While holding product-related events at the point of sale is fitting for myopic sales-driven initiatives, some brands thrive on being associated with The Big Event. These brands are often media companies that are trying to cultivate, or preserve, a certain image, and, not surprisingly, often media companies seeking to manifest in reality what they produce in their given mediums. One company that has honed the art of The Big Event is Batanga, whether, it is on the veranda at the Royal Palm in South Beach or at the ballroom in the Beverly Hilton. The music-driven social network throws music-driven events and concerts, and even has a dedicated event division—Batanga Live—that produces concerts aimed at the Latino youth demographic, offering advertisers access to this audience through sponsorship opportunities.
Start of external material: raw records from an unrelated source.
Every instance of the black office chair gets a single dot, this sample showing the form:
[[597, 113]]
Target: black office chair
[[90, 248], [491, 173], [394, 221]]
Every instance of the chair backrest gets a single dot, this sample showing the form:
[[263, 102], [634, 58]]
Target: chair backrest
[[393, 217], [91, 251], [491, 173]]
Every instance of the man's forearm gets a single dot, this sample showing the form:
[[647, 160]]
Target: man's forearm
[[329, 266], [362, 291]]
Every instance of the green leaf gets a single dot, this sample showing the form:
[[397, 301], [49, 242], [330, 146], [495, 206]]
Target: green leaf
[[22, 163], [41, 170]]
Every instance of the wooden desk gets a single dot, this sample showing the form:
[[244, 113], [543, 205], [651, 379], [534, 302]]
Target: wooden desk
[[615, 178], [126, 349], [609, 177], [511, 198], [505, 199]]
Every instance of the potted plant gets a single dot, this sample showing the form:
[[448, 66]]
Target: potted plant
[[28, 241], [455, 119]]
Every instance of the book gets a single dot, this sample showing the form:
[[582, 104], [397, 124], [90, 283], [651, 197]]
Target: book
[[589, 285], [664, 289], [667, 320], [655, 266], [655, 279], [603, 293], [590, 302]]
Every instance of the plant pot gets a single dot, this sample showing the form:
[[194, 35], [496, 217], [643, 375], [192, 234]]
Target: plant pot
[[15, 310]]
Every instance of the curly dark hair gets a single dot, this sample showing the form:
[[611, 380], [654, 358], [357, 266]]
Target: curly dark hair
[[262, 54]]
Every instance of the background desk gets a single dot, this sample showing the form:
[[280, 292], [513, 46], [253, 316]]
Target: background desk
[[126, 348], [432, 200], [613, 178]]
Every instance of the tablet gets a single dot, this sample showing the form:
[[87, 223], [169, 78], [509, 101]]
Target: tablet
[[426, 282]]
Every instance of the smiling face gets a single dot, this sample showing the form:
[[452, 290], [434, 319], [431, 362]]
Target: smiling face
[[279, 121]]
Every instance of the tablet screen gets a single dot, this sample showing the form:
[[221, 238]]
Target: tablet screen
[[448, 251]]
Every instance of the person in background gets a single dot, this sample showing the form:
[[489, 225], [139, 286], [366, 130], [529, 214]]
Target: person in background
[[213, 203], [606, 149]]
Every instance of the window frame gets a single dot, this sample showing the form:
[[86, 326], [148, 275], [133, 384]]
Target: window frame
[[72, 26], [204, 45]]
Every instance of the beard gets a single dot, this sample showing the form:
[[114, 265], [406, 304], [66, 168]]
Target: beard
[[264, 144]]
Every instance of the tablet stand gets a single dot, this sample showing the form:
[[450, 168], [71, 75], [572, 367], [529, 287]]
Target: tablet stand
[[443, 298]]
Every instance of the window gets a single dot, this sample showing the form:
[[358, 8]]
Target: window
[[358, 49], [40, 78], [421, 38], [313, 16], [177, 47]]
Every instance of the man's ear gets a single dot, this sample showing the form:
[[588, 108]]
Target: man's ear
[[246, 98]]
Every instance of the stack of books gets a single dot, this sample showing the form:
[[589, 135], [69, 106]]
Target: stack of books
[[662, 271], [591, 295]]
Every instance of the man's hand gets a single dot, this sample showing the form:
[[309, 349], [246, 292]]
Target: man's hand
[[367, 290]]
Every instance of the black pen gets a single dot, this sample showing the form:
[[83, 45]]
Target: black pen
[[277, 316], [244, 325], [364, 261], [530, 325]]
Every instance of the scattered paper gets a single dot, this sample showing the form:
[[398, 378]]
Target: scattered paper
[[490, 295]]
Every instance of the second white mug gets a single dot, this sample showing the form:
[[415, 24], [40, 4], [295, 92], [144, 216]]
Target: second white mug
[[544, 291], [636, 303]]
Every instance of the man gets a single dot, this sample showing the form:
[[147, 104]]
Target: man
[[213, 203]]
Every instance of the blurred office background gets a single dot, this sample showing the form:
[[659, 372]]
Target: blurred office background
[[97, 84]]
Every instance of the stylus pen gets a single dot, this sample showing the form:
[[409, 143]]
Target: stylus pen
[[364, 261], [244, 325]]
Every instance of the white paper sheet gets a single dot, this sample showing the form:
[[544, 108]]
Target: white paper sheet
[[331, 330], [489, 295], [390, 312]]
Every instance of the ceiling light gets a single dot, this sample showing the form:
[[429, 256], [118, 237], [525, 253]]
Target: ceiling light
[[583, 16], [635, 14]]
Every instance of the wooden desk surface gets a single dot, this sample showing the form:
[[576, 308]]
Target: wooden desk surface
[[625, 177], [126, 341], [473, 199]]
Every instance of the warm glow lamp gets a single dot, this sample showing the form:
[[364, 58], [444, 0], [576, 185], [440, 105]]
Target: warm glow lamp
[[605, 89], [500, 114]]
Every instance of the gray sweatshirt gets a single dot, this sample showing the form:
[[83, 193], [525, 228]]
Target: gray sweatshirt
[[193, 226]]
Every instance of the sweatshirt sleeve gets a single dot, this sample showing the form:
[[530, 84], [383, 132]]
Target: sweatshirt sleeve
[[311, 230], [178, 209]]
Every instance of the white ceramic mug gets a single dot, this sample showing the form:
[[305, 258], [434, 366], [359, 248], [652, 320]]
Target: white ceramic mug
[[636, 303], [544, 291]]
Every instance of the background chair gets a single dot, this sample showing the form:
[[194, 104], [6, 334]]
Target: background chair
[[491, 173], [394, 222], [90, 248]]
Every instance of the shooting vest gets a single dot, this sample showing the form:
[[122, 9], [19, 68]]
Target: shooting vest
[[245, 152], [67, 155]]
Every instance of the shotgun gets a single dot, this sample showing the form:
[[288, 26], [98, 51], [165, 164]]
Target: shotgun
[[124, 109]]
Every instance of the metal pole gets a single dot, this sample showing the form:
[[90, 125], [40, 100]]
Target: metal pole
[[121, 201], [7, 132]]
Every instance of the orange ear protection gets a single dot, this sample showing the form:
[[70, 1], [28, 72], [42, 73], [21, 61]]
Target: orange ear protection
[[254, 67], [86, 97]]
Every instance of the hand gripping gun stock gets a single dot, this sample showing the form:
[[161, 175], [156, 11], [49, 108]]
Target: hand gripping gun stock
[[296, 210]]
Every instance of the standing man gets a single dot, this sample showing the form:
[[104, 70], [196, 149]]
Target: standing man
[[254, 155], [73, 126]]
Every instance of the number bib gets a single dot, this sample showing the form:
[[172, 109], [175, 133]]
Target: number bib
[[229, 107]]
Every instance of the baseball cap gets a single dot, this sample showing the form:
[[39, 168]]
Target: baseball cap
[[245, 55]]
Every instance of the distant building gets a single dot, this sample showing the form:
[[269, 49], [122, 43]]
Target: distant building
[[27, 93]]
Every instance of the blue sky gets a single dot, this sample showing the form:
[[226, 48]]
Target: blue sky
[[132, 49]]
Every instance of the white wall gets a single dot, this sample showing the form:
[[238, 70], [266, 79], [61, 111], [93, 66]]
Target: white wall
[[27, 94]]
“Batanga produces events both in support of our own brand but also to help our clients deliver on objectives,” says marketing director Rick Marroquin. With our events, consumers have a tangible live connection to the Batanga brand. Events help Batanga have a presence in the life of the consumer.” Marroquin says that Batanga's events also show their knowledge of what their consumers want. Recently, he says, Cafe Tacvba had just released Sino, their six time 2008 Grammy nominated album, when the company committed to taking them out on tour. “It not only shows our knowledge of the Latin music environment, but their success on tour reinforces how well we understand our consumer as well,” notes Marroquin. Ocean Drive Español (40,000, Spanish, Monthly) the luxury publication targeting South Florida’s well-heeled Hispanics, also uses high-profile events as a vehicle to drive branding efforts. The publication regularly throws events at Miami’s hottest restaurants and bars, and recently teamed up with Heineken music series to present the Grammy nominated CABAS private concert. Speaking to how the magazine is coping with Miami’s increasingly diverse Latin population, associate publisher Tatiana Angel commented, “Ocean Drive Español has been able to successfully grasp the Latin luxury lifestyle markets and its readers with a very upscale and sophisticated content ands will continue to build upon and make the necessary adjustments and continue to expand its reach capabilities to keep up with the changing times.”
Given the different purposes served by micro-targeted events vs. large festivals and point-of-sale displays versus mass-exposure billboards, perhaps it is not a question of one approach replacing another, but rather a matter of broadening the range of approaches to advancing the brand as a whole. While micro-events are great for driving sales and creating direct connections with consumers, the more mainstream festivals and large displays are more fitting for branding purposes, promoting certain notions and associations on a broader scale. An interesting trend to note is the way in which out-of-home and experiential marketing are bleeding into one another, and sometimes inhabiting the same venues, as in the instances of out-of-home display and events moving into everyday consumer venues such as barbershops and laundromats.